November is Lung Cancer Awareness Month, a time to turn our attention to an issue that already warrants our focus year-round.
Lung cancer is a leading cause of cancer death in nearly every country on earth. In the United States alone, someone is diagnosed every two minutes, and every four minutes someone dies from this disease. But too often these fatalities aren’t the product of terminal illness—they’re preventable deaths caused by financial strain.
Over the last two decades, we’ve witnessed a realization of the goal of precision medicine in oncology, and thoracic oncology has been a crucial proving ground for new technologies and powerful, targeted therapeutics. These new therapies often offer enormous promise for patients who can access them—but in too many cases, the price of specialty drugs undermines that promise.
Basic market principles dictate that as we get better at producing something, prices should fall. That’s not happening here.
Unfortunately, the potential impact of these advances is limited by their cost and, ultimately, limits access to them. In 2000, a “standard” course of chemotherapy and some palliative radiation therapy for metastatic non-small lung cancer would cost approximately $56,000 over six months. Since then, we’ve been fortunate to see a decline in mortality and many with lung cancer are living longer due to these targeted therapy options.
But the average cost of these treatments can net out at nearly $250,000 annually for those people able to afford them–an obvious barrier in the choice for the hope of extending survival. So, it’s not surprising that a 2011 report found that lung cancer leads all other cancers, and all other malignancies, in causing people to declare bankruptcy.
Cost kills—literally. Studies have consistently found strong links between high out-of-pocket costs and treatment abandonment. When copays exceed $250, nearly 70 percent of patients stop filling their prescriptions. Financial insolvency is a proven risk factor for early mortality among cancer patients, and a recent report found the lung cancer mortality rate was 16.5% higher among residents of the poorest U.S. counties when compared to those in the most affluent ones.
While soaring prices aren’t responsible for most of the 135,720 American lives that the American Cancer Society expects will be lost to lung cancer this year, they’re undeniably responsible for some. Whatever that number is, it’s too many.
Therefore, this month, when we talk about lung cancer awareness, we can’t just focus on breakthrough technologies and miracle treatments—we must commit ourselves to ensuring that those medical marvels become more affordable. We need a better way forward.
Radically reducing prices at the pharmacy will require a surgical tool: targeted competition. Many policymakers are discussing federal regulation as a way to bring down the price of drugs, but this is a blunt instrument. Competition can be more effective.
That’s the premise on which EQRx was founded: one of developing lower-cost, novel alternatives to compete with some of the most expensive drugs on the market with a mission to re-engineer the pharmaceutical process—reducing the cost of drug discovery, reimagining the drug delivery chain, and reforming the pricing model—at scale as a market-based disruptor.
To that end, we’ve just added two innovative checkpoint inhibitors (CPIs)—key tools in the arsenal against lung cancer—to our growing pipeline of novel therapies: a PD-L1 antibody, sugemalimab, and a PD-1 antibody, CS1003. Both are exceptional candidates from CStone Pharmaceuticals, with demonstrated efficacy and safety in various solid tumors and hematologic cancers, including non-small cell lung cancers.
CPIs—among other immunotherapies—are becoming the standard of care and the backbone for combination therapies for many cancer types of advanced cancer. But only when people can afford them. With this in-licensing agreement, we’re getting one step closer (or, technically, two) to addressing the well-established, often deadly cost burden of lung cancer.
We are doubling down on our commitment to addressing the established high cost burden associated with precision medicine-driven therapies, particularly for the treatment of lung cancer. This news comes on the heels of our recent in-licensing of almonertinib, a molecule that targets non-small-cell lung carcinomas with EGFR sensitizing mutations—a predictive biomarker present in nearly 20 percent of all non-small cell lung cancers.

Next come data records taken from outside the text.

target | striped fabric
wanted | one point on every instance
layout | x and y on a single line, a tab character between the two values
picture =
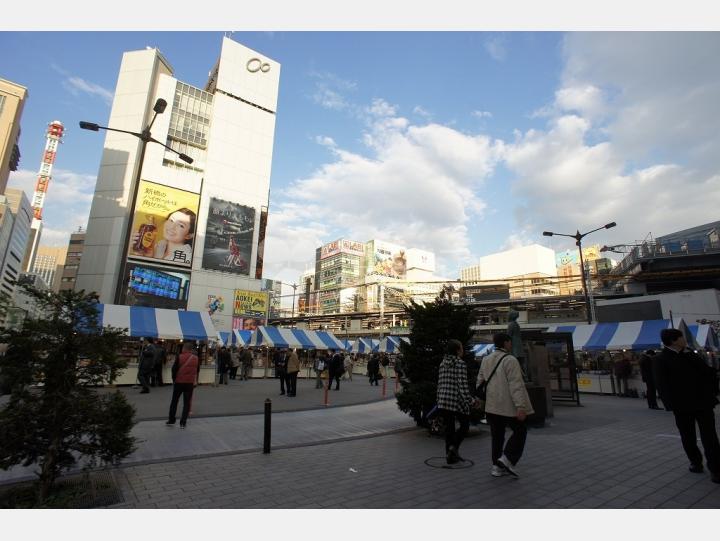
148	322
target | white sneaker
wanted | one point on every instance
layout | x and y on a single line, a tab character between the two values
506	464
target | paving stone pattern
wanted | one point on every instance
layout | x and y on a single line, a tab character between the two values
610	453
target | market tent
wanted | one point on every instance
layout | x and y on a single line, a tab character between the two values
280	337
143	321
483	349
635	335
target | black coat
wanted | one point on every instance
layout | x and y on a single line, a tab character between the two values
684	381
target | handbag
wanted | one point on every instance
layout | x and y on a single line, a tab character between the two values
481	391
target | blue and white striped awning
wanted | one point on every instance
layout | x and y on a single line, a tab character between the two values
142	321
636	335
279	337
389	344
364	345
483	349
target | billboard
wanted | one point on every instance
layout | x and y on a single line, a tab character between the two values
386	259
163	224
250	303
342	246
228	237
156	287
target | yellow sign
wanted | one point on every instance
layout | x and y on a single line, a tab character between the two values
164	224
250	303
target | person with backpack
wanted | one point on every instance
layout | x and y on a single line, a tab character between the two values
185	376
507	404
146	365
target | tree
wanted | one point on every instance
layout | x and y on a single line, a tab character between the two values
433	325
54	417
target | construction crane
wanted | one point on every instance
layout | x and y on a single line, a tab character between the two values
53	136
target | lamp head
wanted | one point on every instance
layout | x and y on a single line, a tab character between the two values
160	105
89	126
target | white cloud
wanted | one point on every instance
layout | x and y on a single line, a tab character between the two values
415	185
67	203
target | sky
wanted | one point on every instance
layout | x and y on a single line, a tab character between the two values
461	143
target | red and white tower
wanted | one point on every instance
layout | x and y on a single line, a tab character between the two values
53	138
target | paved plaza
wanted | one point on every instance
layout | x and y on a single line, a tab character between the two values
610	453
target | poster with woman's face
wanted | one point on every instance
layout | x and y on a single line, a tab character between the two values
164	222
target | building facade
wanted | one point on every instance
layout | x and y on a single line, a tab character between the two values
14	233
196	231
73	258
49	263
12	102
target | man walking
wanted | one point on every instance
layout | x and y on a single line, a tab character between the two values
507	404
280	362
646	372
689	387
454	399
184	383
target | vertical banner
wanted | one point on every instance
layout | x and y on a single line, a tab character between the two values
261	243
228	237
163	227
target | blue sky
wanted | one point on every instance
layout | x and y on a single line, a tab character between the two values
462	143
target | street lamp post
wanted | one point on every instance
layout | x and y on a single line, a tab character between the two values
145	137
578	241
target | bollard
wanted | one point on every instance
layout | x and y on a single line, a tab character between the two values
266	439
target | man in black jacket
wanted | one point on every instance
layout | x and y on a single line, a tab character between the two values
688	387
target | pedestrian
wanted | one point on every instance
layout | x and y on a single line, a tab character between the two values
319	366
234	362
246	364
336	370
184	382
293	367
688	387
146	365
224	362
159	365
507	404
454	400
623	371
374	369
646	373
280	360
348	364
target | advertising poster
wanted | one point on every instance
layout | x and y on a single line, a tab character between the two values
261	244
387	260
163	227
228	237
156	287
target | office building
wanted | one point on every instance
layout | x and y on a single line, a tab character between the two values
196	230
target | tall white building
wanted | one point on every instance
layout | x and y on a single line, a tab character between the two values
529	270
195	228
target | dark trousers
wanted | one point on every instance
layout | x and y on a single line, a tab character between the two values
516	443
292	383
454	436
282	376
651	394
184	389
705	419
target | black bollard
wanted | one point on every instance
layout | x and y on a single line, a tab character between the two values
266	440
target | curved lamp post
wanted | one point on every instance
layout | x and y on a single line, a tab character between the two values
578	241
145	137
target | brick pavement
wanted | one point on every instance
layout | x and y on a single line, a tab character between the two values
611	453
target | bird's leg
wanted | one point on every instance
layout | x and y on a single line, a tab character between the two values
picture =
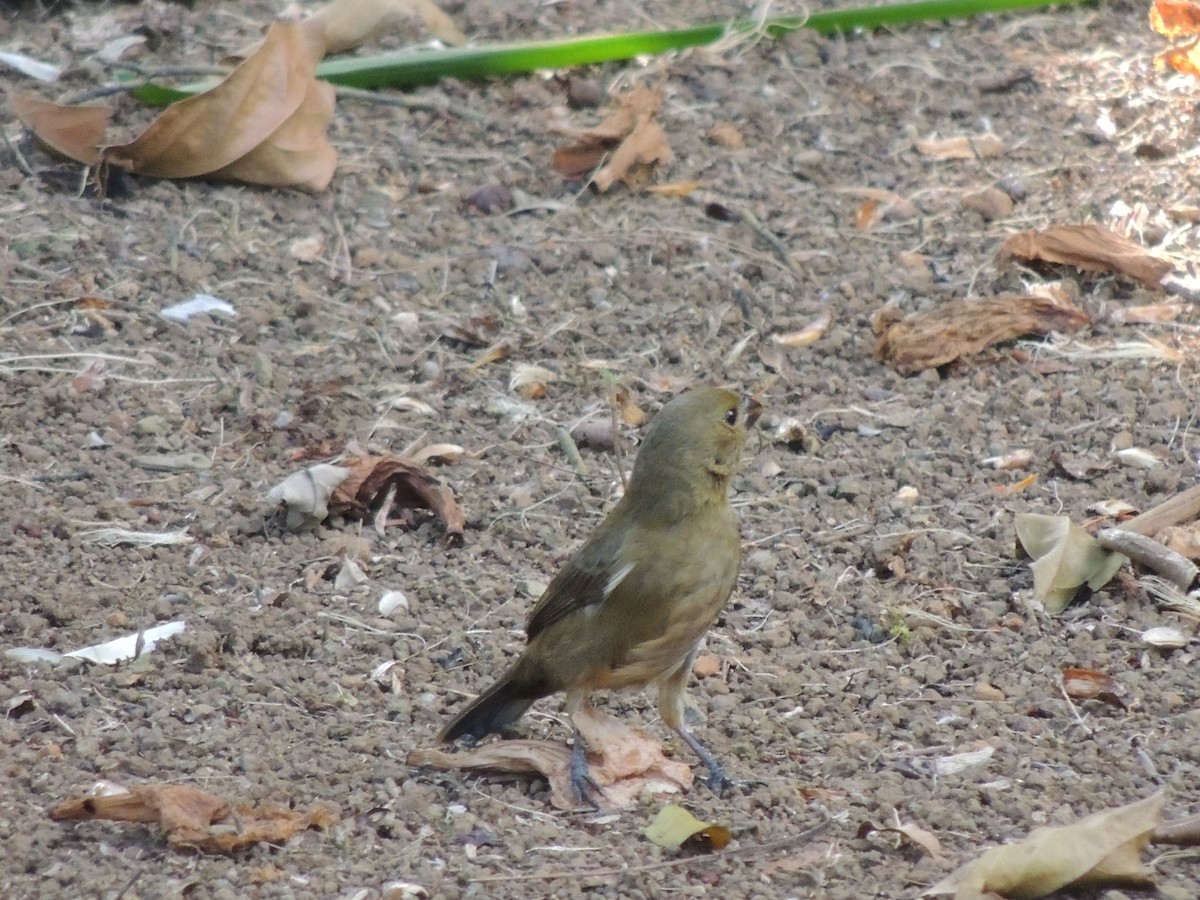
585	786
717	778
671	709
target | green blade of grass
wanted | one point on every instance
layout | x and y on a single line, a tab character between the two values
412	69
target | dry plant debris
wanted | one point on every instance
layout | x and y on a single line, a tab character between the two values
964	328
964	147
624	762
1175	19
1098	851
193	819
676	828
377	483
1089	247
629	137
1065	558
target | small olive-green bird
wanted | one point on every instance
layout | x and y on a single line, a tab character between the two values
633	604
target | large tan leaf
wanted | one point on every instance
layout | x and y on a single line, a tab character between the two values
75	132
1098	851
211	131
298	154
1065	558
1089	247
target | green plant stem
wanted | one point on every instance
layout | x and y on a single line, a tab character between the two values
412	69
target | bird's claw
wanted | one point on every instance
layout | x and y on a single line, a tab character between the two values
586	787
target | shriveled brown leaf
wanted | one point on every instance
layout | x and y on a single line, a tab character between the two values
192	817
1090	684
73	132
915	833
346	24
1175	18
372	478
1090	247
964	147
963	328
676	828
269	114
624	762
1098	851
1065	558
630	137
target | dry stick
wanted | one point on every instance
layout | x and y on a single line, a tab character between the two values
617	871
1182	508
1182	832
1151	555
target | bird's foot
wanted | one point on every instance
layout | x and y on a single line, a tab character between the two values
586	787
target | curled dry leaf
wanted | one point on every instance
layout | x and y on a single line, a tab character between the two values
1066	557
193	819
1087	247
963	328
1097	851
624	762
915	833
630	137
373	478
264	124
73	132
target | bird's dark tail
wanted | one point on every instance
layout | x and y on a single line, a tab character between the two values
499	706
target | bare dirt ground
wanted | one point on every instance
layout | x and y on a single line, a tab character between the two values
360	315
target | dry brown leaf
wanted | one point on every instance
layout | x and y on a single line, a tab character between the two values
1175	18
675	189
624	762
629	137
1089	247
373	478
963	328
346	24
73	132
1098	851
964	147
273	99
192	817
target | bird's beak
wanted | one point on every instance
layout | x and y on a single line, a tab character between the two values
750	409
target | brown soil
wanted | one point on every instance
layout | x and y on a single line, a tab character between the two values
269	694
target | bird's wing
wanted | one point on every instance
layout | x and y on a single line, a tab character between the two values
586	581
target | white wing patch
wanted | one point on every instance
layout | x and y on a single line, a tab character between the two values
617	577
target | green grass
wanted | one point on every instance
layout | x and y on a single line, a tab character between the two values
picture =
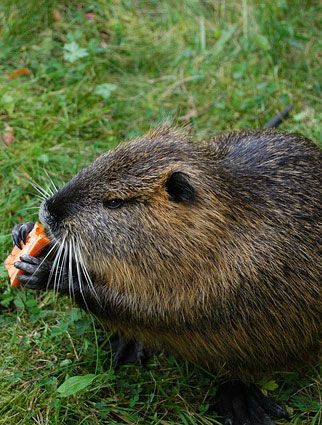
212	65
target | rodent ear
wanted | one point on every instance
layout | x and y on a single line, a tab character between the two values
179	188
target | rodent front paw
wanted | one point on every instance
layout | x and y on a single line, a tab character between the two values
36	272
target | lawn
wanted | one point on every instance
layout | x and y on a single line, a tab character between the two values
76	78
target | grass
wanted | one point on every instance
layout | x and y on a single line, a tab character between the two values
212	65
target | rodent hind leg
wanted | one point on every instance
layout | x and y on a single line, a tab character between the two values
126	350
241	404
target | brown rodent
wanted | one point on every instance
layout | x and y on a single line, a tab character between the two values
210	250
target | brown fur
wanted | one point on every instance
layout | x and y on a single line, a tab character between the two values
231	280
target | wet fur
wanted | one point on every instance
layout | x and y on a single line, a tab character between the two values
229	278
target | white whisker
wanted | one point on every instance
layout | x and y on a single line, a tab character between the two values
86	274
79	274
51	181
70	270
53	267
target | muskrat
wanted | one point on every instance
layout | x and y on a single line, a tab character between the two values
210	250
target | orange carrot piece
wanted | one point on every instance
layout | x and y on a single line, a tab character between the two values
36	241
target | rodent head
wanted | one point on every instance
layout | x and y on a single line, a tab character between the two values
138	204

These steps are just the beginning of our efforts to change the pricing of life-saving drugs. The soaring cost of such drugs is one of the great crises of our time—one we should be working to address all year, every year. In the past, lung cancer has been a source of immense oncological learning, and now, it offers another opportunity to prove a key concept: reducing drug prices by competing on cost.
This kind of innovation could save untold lives each year, bringing us into a new era of medicine—one in which patients can worry less about paying, and focus more on healing.